The Boston City Council voted to approve collective bargaining agreements covering nurses at the Boston Public Health Commission and to transfer $347,178 from the reserve for collective bargaining into the commission’s FY26 budget.
The measure passed after suspension of the rules. Councilors voting on the roll call recorded in the transcript gave the dockets (1738 and 1739) affirmative votes; docket 1738 received 11 votes in the affirmative and was recorded as passed, and docket 1739 received 11 votes in the affirmative and was recorded as passed.
The agreements cover a seven-year term running Oct. 1, 2020, through Sept. 30, 2027, and apply to an SEIU-represented unit that includes about 30 registered nurses, nurse practitioners and supervisors working in the infectious disease bureau, school-based health centers, the Healthy Baby Healthy Child program and Boston EMS. The council packet and committee summary presented totals and a year-by-year cost profile; the appropriation before the council for FY26 was $347,178 to cover FY26 cost items in the contracts.
Committee reporting and council remarks outlined the major provisions: annual general wage increases of 2 percent in most years (with a 1.5 percent increase for fiscal year 2022), adjustments to step schedules, a change so new hires will start at step 3, an added step 13 in 2026 for more-experienced nurses, a $15-per-week increase in education bonuses and a transition to a new digital performance-evaluation system for nurses. The committee report described the contract as designed to improve recruitment and retention for nurses who provide public-health services citywide.
Councilors who spoke during the discussion expressed support. Councilor Flynn said he “rose to support this” and described the nurses as “lifesavers” whose work the council should treat with “respect and dignity.” Councilor Braden emphasized retention concerns and the need to align pay with comparable roles in other unions and settings. Other councilors thanked bargaining participants and noted that payroll reimbursement and retroactive amounts were a factor in expediting the approval.

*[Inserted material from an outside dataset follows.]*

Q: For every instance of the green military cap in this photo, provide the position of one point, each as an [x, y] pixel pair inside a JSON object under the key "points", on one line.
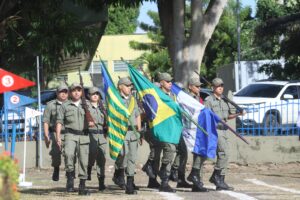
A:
{"points": [[61, 87], [75, 85], [124, 81], [217, 82], [195, 81], [164, 77], [93, 90]]}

The actions approved by the council authorized the supplemental FY26 appropriation and confirmed the two dockets implementing the collective bargaining agreements. The council referred the financial adjustment to Ways and Means for placement in the City budget, consistent with standard procedure for supplemental appropriations.
Votes at the meeting recorded the passage of both dockets by roll call. The council did not record amendments to the agreements in the meeting transcript and no changes to the contract language were made on the floor during the session.
The council’s committee materials and the city clerk’s docket list indicate the funding will be posted to the Boston Public Health Commission budget and that the underlying collective bargaining agreement remains the administrative responsibility of the commission.